SAIL managed to turn around to its first profit in the last 11 quarters as a more conducive steel market and a favourable government policy helped the steel industry to turn around. To the credit of SAIL, it has reduced excess labour and also undertaken a modernization program. For the year, its crude steel capacity is expected to rise by 50% to 21 million tonnes. SAIL had embarked on an expansion and modernization program worth $10 billion almost 10 years ago and the results are now beginning to show. India steel demand is likely to increase 3-fold by 2030, which is the big steel story!

The December quarter saw some large banks like SBI, IOB and Bank of India writing off huge amounts in the form of NPAs. In fact, NPAs for the December quarter were up by 34.5%, which indicates that the NPA cycle is far from over. The overall Gross NPAs of the major banks in India increased to 9.45%; the PSU banks saw gross NPAs to the tune of 12.4%. On the positive side, there is growth in interest income at 8.9% but the real challenge would be to call a bottom on the worsening NPA cycle. Even private banks like ICICI Bank have seen their NPAs rise up to more worrying levels.

With the controversy surrounding the various stressed loan schemes and with NPAs still rising, the RBI has come out with a new overarching framework for bad loan resolution for Indian banks.
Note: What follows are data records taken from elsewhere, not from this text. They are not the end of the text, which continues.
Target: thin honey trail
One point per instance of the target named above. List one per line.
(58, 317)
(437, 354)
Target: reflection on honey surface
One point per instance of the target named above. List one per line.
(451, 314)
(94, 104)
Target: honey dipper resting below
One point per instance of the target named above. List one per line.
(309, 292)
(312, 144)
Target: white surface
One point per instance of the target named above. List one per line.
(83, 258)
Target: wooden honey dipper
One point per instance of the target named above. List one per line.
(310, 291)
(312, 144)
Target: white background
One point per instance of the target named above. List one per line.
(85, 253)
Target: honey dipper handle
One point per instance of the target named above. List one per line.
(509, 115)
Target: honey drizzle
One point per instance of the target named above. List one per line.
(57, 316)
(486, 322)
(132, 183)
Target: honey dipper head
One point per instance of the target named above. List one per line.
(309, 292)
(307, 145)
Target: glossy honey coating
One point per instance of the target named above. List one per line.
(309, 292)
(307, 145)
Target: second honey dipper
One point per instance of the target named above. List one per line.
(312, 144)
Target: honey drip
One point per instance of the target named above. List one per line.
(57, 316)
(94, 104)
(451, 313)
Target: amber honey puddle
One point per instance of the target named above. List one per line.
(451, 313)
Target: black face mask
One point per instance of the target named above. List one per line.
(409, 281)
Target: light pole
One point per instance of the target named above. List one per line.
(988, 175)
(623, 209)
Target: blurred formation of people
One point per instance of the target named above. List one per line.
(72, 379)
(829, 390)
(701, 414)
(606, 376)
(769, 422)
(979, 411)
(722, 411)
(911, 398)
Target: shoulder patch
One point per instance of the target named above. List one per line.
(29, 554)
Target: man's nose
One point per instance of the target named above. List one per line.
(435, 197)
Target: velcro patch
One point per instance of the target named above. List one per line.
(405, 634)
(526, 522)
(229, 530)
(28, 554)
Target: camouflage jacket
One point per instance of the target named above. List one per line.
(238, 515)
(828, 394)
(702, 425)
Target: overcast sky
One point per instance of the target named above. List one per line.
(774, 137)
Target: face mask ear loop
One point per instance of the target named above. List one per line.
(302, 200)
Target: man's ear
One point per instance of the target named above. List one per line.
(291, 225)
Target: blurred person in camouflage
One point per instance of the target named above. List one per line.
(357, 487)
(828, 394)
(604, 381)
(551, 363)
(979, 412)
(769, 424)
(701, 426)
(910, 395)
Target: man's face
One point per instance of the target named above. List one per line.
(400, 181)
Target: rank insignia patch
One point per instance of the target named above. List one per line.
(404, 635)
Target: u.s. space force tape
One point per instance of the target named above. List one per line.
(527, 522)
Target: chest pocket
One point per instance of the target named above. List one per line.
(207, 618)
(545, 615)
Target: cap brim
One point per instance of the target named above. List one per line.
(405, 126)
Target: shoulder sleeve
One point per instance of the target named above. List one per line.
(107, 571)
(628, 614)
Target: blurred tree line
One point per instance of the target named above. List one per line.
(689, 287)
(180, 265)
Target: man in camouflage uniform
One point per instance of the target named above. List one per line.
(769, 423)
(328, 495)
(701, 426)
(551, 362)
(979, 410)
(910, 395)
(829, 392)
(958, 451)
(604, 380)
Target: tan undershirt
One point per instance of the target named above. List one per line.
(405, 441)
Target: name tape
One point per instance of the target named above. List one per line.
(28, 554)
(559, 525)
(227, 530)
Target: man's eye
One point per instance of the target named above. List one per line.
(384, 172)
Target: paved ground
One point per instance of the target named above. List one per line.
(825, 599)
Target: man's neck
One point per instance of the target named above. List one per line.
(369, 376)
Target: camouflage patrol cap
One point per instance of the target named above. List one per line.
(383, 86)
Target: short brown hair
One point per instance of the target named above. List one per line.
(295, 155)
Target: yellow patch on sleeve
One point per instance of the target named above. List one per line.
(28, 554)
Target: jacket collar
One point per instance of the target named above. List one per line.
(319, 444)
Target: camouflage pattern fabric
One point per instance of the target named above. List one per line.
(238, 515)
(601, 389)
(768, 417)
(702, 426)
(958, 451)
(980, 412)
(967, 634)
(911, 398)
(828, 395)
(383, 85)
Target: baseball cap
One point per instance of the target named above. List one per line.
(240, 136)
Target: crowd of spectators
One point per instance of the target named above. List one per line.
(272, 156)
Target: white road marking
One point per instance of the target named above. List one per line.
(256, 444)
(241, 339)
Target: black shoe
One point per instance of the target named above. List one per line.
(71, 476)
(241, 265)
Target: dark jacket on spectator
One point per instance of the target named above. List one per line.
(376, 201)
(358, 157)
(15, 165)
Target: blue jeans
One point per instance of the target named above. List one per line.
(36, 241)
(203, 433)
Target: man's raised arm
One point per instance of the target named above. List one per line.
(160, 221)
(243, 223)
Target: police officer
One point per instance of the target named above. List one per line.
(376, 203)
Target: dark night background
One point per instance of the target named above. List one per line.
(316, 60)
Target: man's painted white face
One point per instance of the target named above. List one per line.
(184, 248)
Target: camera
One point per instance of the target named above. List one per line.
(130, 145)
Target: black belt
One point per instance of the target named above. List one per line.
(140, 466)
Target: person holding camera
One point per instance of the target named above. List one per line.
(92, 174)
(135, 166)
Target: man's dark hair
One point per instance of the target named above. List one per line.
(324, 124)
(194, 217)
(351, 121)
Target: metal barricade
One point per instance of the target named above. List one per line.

The new model allows exactly 180 days to banks to arrive at a resolution consensus failing which the case will be immediately referred to the IBC. Some of the existing stressed loan schemes like the Corporate Debt Restructuring (CDR), Strategic Debt Restructuring (SDR), S4A and Flexible Structuring of Long Term Loans will now be subsumed into the new IBC. The overhang of vigilance still continues.

The merger of the 3 insurance companies, NIC, UII and OIC, will be completed before March 2019 as promised in the Union Budget 2018. The next year there will be no full-fledged budget due to the impending central elections and hence there will only be a vote-on-account. The idea was to merge these 3 insurers to create market scale and then to look at a stake sale in the merge entity to get better value from synergies. These 3 insurance companies will also have a big role under the NHS to provide health cover to 10 crore Indian families at the rate of Rs.5 lakh per family.

CPI inflation for January 2018 came in at 5.07%, slightly lower than the 5.21% inflation reported in December 2017. While rural and urban inflation eased during the period, housing and clothing were the only two categories that saw an uptick during the month of January. Mandi prices have been depicting a declining trend and that means food inflation could lead the overall CPI inflation below the 5% mark. The RBI policy has already guided inflation at well above 5% in the first half and below 5% in the second half of the current calendar year. However, with CPI inflation being above the 5% mark, any rate cuts are almost ruled out in the next credit policy in April this year as the US Fed is also expected to affect a 25 basis points rate hike in its March Fed meet. Oil could be the major X-factor for inflation.

For the month of December 2017, the index of industrial production (IIP) came in at 7.1% compared to a more impressive 8.4% in the previous month. The sharp growth of vehicles and transport portends a turnaround in the capital cycle and that could be a good indicator, especially with commercial vehicles sales expanding by 36.6%. There has also been a positive contribution from cement, diesel and two-wheelers; all of which are positive lead indicators. The IIP is a major input for a recovery in the GDP growth in the second half of the fiscal year 2018, which should be closer to 7%.